You are viewing a plain text version of this content. The canonical link for it is here.

Posted to hdfs-user@hadoop.apache.org by jc...@pureperfect.com on 2012/08/16 00:53:57 UTC

RE: OK to run data node on same machine as secondary namenode?

Not an expert but... I think a lot of it depends on your usage pattern.


How many machines are we talking about? What is the replication factor?
If it's only two machines, there would need to be a datanode on both in
order to provide replication.


I guess you could also keep the secondary name node on the same machine
as the name node and just have the other(s) be a data node. After all,
that is the default configuration. It certainly makes administration
easier, since you would only need two machine images instead of three.
If the name node goes down you're hosed anyway. The down side would be
memory consumption on the name node, but recovery time would be faster.
It may not be the best configuration for write-heavy workloads and at
some point you are going to hit a hardware ceiling.



-------- Original Message --------
Subject: OK to run data node on same machine as secondary name node?
From: David Rosenstrauch <da...@darose.net>
Date: Wed, August 15, 2012 6:11 pm
To: user@hadoop.apache.org

I have a Hadoop cluster that's a little tight on resources. I was 
thinking one way I could solve this could be by running an additional 
data node on the same machine as the secondary name node.

I wouldn't dare do that on the primary name node, since that machine 
needs to be extremely performant. But since all the secondary name node 
does is doing a merge of the name node's checkpoint and logs, which is 
not an activity that require top-notch real-time performance, I thought 
it might not be a problem if I were to set up a data node running there 
as well.

Any reasons why that might be a bad idea?

Thanks,

DR

Re: OK to run data node on same machine as secondary name node?

Posted by Michael Segel <mi...@hotmail.com>.

Please keep in mind that you can run an entire cluster on a single server. (Pseudodistributed mode.)

Having said that, while you can do something doesn't mean its a good idea to do it. :-)

With respect to the secondary NN and DN on the same machine? Sure. If the machine has enough power, why not? 
However I would probably recommend not doing it. 

If you're running Apache based Hadoop, you would want to configure your NN, SN, JT nodes different from you DNs. 
But again, there's no reason why it can't be done....

On Aug 15, 2012, at 5:53 PM, jcfolsom@pureperfect.com wrote:

> 
> Not an expert but... I think a lot of it depends on your usage pattern.
> 
> 
> How many machines are we talking about?
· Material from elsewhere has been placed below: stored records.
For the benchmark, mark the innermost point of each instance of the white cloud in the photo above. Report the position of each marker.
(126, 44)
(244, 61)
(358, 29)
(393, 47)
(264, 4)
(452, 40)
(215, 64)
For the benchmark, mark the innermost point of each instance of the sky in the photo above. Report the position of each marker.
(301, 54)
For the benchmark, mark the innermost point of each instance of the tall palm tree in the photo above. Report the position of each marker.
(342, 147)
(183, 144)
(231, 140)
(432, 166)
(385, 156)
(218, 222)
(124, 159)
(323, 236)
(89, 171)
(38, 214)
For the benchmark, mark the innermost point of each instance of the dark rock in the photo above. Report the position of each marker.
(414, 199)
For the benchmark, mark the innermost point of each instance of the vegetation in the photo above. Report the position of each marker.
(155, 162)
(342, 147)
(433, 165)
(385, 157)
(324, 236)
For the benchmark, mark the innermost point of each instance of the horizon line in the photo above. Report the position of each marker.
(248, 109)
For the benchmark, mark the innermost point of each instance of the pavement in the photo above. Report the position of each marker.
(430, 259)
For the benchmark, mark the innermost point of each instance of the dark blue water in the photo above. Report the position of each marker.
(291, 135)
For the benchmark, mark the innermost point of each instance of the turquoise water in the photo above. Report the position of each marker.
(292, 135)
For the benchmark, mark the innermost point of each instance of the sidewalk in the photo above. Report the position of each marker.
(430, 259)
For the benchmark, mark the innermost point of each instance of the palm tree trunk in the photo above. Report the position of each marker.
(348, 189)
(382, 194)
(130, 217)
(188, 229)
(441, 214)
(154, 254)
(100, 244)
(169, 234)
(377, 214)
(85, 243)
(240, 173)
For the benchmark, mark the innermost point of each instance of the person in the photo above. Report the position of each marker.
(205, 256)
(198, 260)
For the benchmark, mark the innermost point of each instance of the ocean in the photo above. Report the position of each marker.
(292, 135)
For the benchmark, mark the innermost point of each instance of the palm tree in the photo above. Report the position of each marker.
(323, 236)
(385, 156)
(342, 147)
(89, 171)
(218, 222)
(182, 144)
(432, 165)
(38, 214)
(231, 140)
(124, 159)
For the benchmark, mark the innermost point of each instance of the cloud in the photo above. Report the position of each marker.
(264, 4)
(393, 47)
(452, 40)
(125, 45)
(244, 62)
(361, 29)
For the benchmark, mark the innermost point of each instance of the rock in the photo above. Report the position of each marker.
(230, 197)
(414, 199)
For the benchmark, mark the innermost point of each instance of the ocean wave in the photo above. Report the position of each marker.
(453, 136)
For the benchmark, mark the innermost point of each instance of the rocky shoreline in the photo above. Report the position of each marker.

What is the replication factor?
> If it's only two machines, there would need to be a datanode on both in
> order to provide replication.
> 
> 
> I guess you could also keep the secondary name node on the same machine
> as the name node and just have the other(s) be a data node. After all,
> that is the default configuration. It certainly makes administration
> easier, since you would only need two machine images instead of three.
> If the name node goes down you're hosed anyway. The down side would be
> memory consumption on the name node, but recovery time would be faster.
> It may not be the best configuration for write-heavy workloads and at
> some point you are going to hit a hardware ceiling.
> 
> 
> 
> -------- Original Message --------
> Subject: OK to run data node on same machine as secondary name node?
> From: David Rosenstrauch <da...@darose.net>
> Date: Wed, August 15, 2012 6:11 pm
> To: user@hadoop.apache.org
> 
> I have a Hadoop cluster that's a little tight on resources. I was 
> thinking one way I could solve this could be by running an additional 
> data node on the same machine as the secondary name node.
> 
> I wouldn't dare do that on the primary name node, since that machine 
> needs to be extremely performant. But since all the secondary name node 
> does is doing a merge of the name node's checkpoint and logs, which is 
> not an activity that require top-notch real-time performance, I thought 
> it might not be a problem if I were to set up a data node running there 
> as well.
> 
> Any reasons why that might be a bad idea?
> 
> Thanks,
> 
> DR
>

Re: OK to run data node on same machine as secondary name node?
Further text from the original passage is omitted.